Reel Time performed by Annabel Nicolson at the London Film-makers' Co-operative.
Annabel Nicolson first performed her seminal film performance Reel Time at the London Filmmakers' Co-operative in 1973.
A key figure in the expanded cinema events which were emerging from the Co-op at this time, Nicolson had already been showing film performances and installations at Gallery House and Filmaktion at the Walker Art Gallery earlier in the year.Reel Time might be seen as a culmination of these earlier experiments. Sharing the formalist, or 'structural' concerns and practices of many of her Co-op contemporaries, Nicolson's Reel Time explores the material physicality of the film strip in relation to the film projector. However, Nicolson did this by the addition of a further piece of apparatus, more readily associated to female domestic work, that of the sewing machine.

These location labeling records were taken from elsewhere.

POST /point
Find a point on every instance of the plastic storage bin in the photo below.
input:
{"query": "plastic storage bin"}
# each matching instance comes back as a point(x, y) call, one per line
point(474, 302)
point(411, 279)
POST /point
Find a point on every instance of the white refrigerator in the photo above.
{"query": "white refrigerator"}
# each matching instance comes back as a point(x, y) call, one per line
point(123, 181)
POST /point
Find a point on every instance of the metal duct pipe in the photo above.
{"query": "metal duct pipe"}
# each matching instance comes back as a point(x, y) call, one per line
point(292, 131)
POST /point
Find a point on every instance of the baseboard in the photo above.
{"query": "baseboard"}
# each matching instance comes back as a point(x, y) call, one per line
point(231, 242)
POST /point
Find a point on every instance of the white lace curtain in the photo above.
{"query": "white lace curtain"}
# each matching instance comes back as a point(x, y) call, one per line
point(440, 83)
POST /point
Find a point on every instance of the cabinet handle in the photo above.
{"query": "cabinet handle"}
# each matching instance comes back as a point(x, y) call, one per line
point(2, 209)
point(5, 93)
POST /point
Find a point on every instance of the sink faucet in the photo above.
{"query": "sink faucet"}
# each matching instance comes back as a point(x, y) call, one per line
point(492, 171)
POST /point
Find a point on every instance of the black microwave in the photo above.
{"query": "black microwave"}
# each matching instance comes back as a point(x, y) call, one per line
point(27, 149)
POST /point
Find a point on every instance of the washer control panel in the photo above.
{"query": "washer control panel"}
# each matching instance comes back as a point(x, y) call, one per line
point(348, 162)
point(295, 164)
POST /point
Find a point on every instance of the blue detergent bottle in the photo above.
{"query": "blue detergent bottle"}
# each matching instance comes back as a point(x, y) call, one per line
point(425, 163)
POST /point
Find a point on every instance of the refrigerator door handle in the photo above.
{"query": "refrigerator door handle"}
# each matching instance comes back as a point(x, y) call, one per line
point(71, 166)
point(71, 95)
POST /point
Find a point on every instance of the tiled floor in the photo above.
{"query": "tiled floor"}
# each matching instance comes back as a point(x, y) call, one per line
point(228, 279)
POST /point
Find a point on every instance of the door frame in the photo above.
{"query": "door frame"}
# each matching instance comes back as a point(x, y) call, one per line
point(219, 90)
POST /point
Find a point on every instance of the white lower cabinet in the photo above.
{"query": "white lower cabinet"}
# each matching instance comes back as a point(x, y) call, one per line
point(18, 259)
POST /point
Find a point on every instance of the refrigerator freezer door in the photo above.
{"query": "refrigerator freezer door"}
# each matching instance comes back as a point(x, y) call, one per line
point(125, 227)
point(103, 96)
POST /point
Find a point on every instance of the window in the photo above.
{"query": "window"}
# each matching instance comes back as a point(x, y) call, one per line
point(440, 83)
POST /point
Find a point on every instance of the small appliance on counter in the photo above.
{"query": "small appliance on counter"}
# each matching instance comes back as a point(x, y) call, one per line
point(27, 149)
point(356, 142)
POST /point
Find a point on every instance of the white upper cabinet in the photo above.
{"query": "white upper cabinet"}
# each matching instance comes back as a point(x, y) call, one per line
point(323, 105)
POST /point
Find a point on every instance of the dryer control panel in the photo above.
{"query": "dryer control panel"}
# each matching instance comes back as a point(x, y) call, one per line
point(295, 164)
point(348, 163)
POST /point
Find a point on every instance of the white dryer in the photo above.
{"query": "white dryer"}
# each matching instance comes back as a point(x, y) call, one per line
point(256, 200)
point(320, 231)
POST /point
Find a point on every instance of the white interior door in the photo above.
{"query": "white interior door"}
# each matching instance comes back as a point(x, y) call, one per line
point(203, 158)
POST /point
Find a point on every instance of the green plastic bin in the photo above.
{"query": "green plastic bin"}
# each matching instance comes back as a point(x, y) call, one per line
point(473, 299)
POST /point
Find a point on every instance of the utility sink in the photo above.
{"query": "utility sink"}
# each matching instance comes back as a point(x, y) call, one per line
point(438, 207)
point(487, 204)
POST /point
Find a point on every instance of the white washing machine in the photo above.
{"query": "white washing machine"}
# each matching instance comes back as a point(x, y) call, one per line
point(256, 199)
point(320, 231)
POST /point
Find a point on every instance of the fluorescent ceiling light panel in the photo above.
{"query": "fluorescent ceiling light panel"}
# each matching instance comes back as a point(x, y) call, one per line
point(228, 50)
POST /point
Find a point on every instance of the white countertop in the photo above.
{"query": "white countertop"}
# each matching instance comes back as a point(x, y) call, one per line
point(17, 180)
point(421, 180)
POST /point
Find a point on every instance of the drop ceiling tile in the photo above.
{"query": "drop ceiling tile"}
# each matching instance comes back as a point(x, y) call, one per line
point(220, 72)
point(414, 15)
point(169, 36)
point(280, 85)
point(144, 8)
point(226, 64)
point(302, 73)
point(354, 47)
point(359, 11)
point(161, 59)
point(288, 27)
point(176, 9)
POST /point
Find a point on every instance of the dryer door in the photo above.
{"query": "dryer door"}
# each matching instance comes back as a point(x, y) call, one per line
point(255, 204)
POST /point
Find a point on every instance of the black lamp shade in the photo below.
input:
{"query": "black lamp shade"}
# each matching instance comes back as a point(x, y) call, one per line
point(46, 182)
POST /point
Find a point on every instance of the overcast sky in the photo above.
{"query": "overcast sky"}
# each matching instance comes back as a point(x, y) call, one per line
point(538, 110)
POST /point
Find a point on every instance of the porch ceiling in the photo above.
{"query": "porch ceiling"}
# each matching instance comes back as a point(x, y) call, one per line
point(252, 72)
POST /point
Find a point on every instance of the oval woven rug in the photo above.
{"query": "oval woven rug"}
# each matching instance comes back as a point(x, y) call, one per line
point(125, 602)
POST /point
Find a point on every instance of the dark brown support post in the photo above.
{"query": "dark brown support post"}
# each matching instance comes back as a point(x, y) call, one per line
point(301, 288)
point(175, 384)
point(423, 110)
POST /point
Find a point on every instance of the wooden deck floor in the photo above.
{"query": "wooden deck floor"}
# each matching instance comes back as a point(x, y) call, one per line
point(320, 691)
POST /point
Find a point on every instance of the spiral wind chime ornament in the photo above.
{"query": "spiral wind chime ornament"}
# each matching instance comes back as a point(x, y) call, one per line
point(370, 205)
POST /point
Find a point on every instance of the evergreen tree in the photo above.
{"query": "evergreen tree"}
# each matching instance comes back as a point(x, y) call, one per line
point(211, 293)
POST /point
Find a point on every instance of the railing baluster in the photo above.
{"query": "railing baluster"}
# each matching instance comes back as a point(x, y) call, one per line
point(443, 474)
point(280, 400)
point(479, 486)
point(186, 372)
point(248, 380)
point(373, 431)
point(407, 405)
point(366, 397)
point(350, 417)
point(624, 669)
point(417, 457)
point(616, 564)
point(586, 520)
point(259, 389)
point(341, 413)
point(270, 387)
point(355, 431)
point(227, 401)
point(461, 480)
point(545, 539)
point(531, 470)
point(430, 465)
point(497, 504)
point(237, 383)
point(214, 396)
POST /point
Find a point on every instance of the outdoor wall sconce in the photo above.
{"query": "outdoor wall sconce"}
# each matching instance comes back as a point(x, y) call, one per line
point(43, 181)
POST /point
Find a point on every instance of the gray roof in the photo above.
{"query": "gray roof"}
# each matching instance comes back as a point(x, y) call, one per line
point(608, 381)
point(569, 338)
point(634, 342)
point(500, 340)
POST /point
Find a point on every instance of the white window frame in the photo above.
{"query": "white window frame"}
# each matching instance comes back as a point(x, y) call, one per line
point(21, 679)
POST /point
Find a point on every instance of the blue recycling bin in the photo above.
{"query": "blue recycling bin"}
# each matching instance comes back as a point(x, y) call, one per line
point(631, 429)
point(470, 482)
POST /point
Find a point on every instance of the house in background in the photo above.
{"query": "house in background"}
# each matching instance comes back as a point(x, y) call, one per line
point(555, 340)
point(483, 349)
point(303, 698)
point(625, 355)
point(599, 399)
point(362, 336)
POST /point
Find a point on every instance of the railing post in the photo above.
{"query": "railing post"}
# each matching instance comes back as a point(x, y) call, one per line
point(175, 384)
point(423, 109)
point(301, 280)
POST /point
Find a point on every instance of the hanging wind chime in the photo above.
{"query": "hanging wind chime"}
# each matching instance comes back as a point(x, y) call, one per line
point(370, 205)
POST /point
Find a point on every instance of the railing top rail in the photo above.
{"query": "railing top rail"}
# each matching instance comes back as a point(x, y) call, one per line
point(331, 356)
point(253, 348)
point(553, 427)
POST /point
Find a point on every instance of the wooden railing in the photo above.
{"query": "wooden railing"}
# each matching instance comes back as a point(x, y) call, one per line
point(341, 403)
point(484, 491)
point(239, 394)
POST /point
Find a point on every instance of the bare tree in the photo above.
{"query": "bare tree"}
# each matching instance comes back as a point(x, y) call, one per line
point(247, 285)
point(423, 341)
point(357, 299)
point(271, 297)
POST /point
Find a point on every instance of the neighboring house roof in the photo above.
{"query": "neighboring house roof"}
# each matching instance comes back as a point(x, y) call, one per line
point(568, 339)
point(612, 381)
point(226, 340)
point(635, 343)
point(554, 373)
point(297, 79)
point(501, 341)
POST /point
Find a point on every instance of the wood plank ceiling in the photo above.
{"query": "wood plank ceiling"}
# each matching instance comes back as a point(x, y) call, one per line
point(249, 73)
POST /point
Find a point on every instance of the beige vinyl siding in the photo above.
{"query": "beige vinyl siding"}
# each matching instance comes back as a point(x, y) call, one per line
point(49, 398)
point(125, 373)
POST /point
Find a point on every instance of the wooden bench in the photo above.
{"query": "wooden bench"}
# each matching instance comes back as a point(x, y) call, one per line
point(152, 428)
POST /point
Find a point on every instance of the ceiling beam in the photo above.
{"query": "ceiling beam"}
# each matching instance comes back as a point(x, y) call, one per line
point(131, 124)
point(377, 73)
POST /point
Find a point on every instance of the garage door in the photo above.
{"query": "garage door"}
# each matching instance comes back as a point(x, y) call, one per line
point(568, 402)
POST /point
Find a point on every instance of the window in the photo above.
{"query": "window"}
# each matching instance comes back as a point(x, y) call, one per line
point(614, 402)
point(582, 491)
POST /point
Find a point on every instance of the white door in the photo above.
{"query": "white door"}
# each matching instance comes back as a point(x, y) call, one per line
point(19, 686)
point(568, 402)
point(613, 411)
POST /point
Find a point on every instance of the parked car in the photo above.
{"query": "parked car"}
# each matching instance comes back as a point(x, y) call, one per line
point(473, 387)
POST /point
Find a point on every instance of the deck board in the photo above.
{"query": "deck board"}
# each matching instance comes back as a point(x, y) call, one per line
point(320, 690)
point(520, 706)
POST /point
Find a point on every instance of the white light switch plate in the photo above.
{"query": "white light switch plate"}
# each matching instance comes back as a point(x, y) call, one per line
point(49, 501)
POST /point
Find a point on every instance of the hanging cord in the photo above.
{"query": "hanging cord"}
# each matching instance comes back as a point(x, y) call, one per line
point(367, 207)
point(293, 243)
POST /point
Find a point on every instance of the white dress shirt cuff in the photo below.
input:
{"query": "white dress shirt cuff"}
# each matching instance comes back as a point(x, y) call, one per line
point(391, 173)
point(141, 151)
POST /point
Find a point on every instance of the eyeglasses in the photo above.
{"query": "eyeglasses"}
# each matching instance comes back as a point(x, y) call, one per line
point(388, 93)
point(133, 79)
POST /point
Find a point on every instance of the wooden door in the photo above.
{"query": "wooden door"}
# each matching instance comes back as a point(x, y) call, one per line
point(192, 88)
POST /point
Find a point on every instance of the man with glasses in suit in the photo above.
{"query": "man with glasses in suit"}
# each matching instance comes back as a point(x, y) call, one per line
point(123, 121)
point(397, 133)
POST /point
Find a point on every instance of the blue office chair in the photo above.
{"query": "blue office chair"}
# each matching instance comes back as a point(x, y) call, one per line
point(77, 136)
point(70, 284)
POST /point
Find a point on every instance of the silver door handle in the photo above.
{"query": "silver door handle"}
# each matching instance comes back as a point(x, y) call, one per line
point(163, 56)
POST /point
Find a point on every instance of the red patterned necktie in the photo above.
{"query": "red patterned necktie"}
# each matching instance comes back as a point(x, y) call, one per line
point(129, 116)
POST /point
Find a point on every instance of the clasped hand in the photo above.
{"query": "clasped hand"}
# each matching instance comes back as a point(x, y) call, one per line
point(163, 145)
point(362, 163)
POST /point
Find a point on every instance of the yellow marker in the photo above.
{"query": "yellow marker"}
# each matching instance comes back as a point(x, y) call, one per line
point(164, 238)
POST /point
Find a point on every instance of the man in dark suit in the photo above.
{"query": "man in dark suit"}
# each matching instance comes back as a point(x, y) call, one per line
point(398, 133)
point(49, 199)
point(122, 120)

Seated at the centre of the room, Nicolson guided a film strip through the unthreaded needle of the sewing machine, which punctured the film. The sewing machine, which was hand operated by Nicolson, started to destroy the film strip, which depicted an image filmed earlier of Nicolson at the sewing machine. The disintegrating film strip was passed in a circular journey between the sewing machine and a film projector, showing the projected image of Nicolson as it was slowly obliterated by the needle punctures. At the same time another projector projected a beam of pure light onto Nicolson so that her shadow is cast as a large silhouette on the adjacent wall. The performance was accompanied by two readers reciting snatches of instruction for threading a sewing machine and threading a projector. The performance ended when the film eventually broke and can no longer be threaded through the projector. In many performances of Reel Time the audience participated to help pass the disintegrating film strip between the sewing machine and the projector.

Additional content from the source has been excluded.